TensorRT-LLMs/docs/source/torch/arch_overview.md
Leslie Fang 44040edbf0
update broken link of PyTorchModelEngine in arch_overview (#6171)
Signed-off-by: leslie-fang25 <leslief@nvidia.com>
2025-07-18 19:53:38 +08:00

73 lines
3.4 KiB
Markdown

# Architecture Ovewiew
TensorRT-LLM is a toolkit designed to create optimized solutions for Large Language Model (LLM) inference.
Besides TensorRT, PyTorch can also serve as the backend for TensorRT-LLM. This document provides an overview of the PyTorch Backend architecture.
## Top Level API
The interface for PyTorch backend is `tensorrt_llm.LLM`.
```python
from tensorrt_llm import LLM
llm = LLM(model=<path_to_llama_from_hf>)
```
The `LLM` also manages the tokenization and detokenization processes of the input.
## PyExecutor
Similar to the TensorRT backend, which uses [Executor API](../advanced/executor.md), the PyTorch backend employs a `PyExecutor` class.

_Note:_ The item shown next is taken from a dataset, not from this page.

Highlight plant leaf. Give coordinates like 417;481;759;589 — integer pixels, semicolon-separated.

This class has a similar interface to Executor, allowing it to be integrated into LLM as an alternative backend.
Key components of the `PyExecutor` include:
- Model Engine: Holds the language model and efficiently supports single-step model forward.
- Decoder: Generates output tokens based on Model Engine outputs. Currently, only greedy search is supported.
- Scheduler: Decides whether to allocate resources (like KV Cache) for a request and whether to run forward for each request at the current step.
The single-step flow of PyExecutor involves:
- Fetching new requests from the request queue, if any.
- Scheduling some requests.
- Running model forward for scheduled requests.
- Running the decoder using the model forward outputs for the scheduled requests.
- Adding output tokens for each request and handling finished requests.
## Model Engine
The core component of `PyExecutor` is the `ModelEngine`, responsible for executing the model's forward pass efficiently on the GPU.
The key method of `ModelEngine` is `forward`, which handles the forward pass computation.
For the PyTorch backend, the derived class is `PyTorchModelEngine`, declared in [model_engine.py](../../../tensorrt_llm/_torch/pyexecutor/model_engine.py).
## Decoder
The Decoder generates output tokens based on Model Engine outputs and supports greedy search decoding.
## Scheduler
The scheduler operates in two steps:
1. CapacityScheduler: Determines if there are enough resources to accommodate a request.
2. MicroBatchScheduler: Selects some requests for the model to run forward.
Both CapacityScheduler and MicroBatchScheduler currently use C++ bindings.
However, since the interfaces are implemented in Python, customization is possible.
The document [scheduler.md](./scheduler.md) explains how to implement customized scheduling logic.
## ResourceManager
`ResourceManager` helps allocate and manage these resources that may be needed to run inference for a single request.
It is a container of objects inherited from `BaseResourceManager`, each managing a specific type of resource.
There are three important interfaces for `BaseResourceManager`:
- `prepare_resources`: Called at each step before model forward in PyExecutor for the current batch.
- `update_resources`: Called at each step finish for the current batch.
- `free_resources`: Called at each request finish.
One crucial resource is the KV Cache for transformer models. The `BaseResourceManager` for KV Cache is `KVCacheManager`.
### KVCacheManager
Currently, the KVCacheManager uses C++ binding. However, customization in Python is possible, as its interface is implemented in Python.
The document [kv_cache_manager.md](./kv_cache_manager.md) details how to implement a customized KVCacheManager.